They call it. . . .
Being PISSED! Oh yes! Pissed! Seeing red!
Bobby is home this week. He is starting a new job on Monday. Don't ask what happened to the odl job. Well I left him a list this morning that consisted of vacuuming the bedroom & living room, scrubbing out the bathtub b/c of all the oil & grease that accumulates from him & running the dishwasher & putting the clean dishes away. I figured making the bed was a given.
I was gone from 7:30 to almost 5:30. I talked to him about 9:30 & asked him what he was going to do today. He said "I don't know, your list & stuff."
Of course he wasn't home when I got home. Normally this wouldn't be an issue but he has my cell phone b/c his got turned off & I have no house phone so I can't reach him or anyone! Not to mention nothing was done on the list.

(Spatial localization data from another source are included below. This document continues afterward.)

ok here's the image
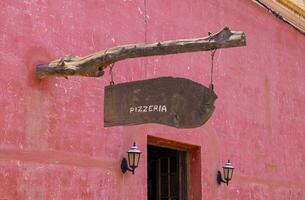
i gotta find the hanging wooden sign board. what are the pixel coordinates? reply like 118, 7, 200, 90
104, 77, 217, 128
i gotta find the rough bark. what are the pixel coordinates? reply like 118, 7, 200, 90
36, 27, 246, 79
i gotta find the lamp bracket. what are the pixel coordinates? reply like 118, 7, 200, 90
217, 171, 228, 185
121, 158, 134, 174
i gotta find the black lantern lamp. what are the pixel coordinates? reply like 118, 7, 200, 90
217, 160, 234, 185
121, 142, 141, 174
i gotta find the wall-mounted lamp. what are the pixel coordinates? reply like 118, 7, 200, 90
121, 142, 141, 175
217, 160, 234, 186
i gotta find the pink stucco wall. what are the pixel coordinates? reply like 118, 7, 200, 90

I ask & ask & ask him to help. I get loud, I cry cause I get so frustrated. I can't do it all! I have even gone so far as to hire my friend's little sister to come clean every 2 weeks b/c some stuff is just becoming too difficult for me to do. He knows this. So I come home to a bed that looks like kids played on it & his dirty dishes on the nightstand from last night. The couch is torn up from when he slept on it & he has not fixed it. The dishes aren't washed & don't ask me about the tub.
I am at my wits end! I don't know what to do.
I am not used to this.
It's not fair for me to have to do it all!
WHY CAN'T I GET HIM TO UNDERSTAND IT!!!!!!!!!
I want to take my car & run it into a tree, that's how frustrated I am. If it wasn't for the fact that I am carrying my son I would probably scream, throw a hissy go take out my aggregrations somehow.
I don't know what to do. I have done the whole I quit thing & it just doesn't bother him. I really am having a hard time with this & now, he knows I am here w/o a phone & I tell him over & over I shouldn't be without one b/c I am pregnant & anything could happen.